MindRAG is an application to ask natural language questions regarding mental health - the application uses retrieval augemented generation to answer users questions based on a knowledge base on mental health taken from the following resource https://www.nhs.uk/mental-health/conditions/.
The application is set up to be run locally and so requires the user to download a llama model for text generation. I have used a quantized llama-2-7b model (llama-2-7b-chat.ggmlv3.q2_K.bin) which can be downloaded from HuggingFace here: https://huggingface.co/TheBloke/Llama-2-7B-Chat-GGML. This model uses the most aggresive quantization possible reducing the floating-point precision down to 2-bit - this has meant that the application can return responses in roughly 15 seconds on a Macbook Pro.

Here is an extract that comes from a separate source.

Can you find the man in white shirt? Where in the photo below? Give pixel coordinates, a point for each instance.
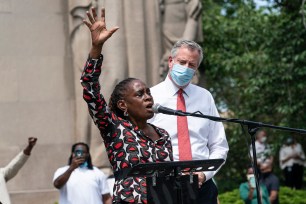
(11, 170)
(80, 182)
(207, 138)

The application is very simple and relies on existing techologies like langhcain, sentence-transformers and of course llama-2. First we create a vector database of the scraped NHS data using a sentence-transformers embedding model - this model creates highly dimensional vector representations or embeddings of 500 token chunks of the data. Once the vector database is set up we can retrieve semantically similar documents based on a prompt from the streamlit app e.g. what is depression? This prompt is also passed through the embedding model which is used as query to the database to find similar documents. These similar documents are then passed into a question-answer template with the retrieved documents used as context. The question-answer template can be seen below:
"""
Use the following pieces of information to answer the user's question.
If you don't know the answer, just say that you don't know, don't try to make up an answer.
Context: {context}
Question: {question}
Only return the helpful answer below and nothing else.
Helpful answer:
"""
In this instance "question" is the prompt "what is depression?" and the context will hopefully be whatever NHS documents that discuss depression.
This question-answer prompt is then used to be passed into our large language model to provide a generated response based on the context given.
Finally, because this is a retrieval augmented task we can return the source texts with links for further reading for the user.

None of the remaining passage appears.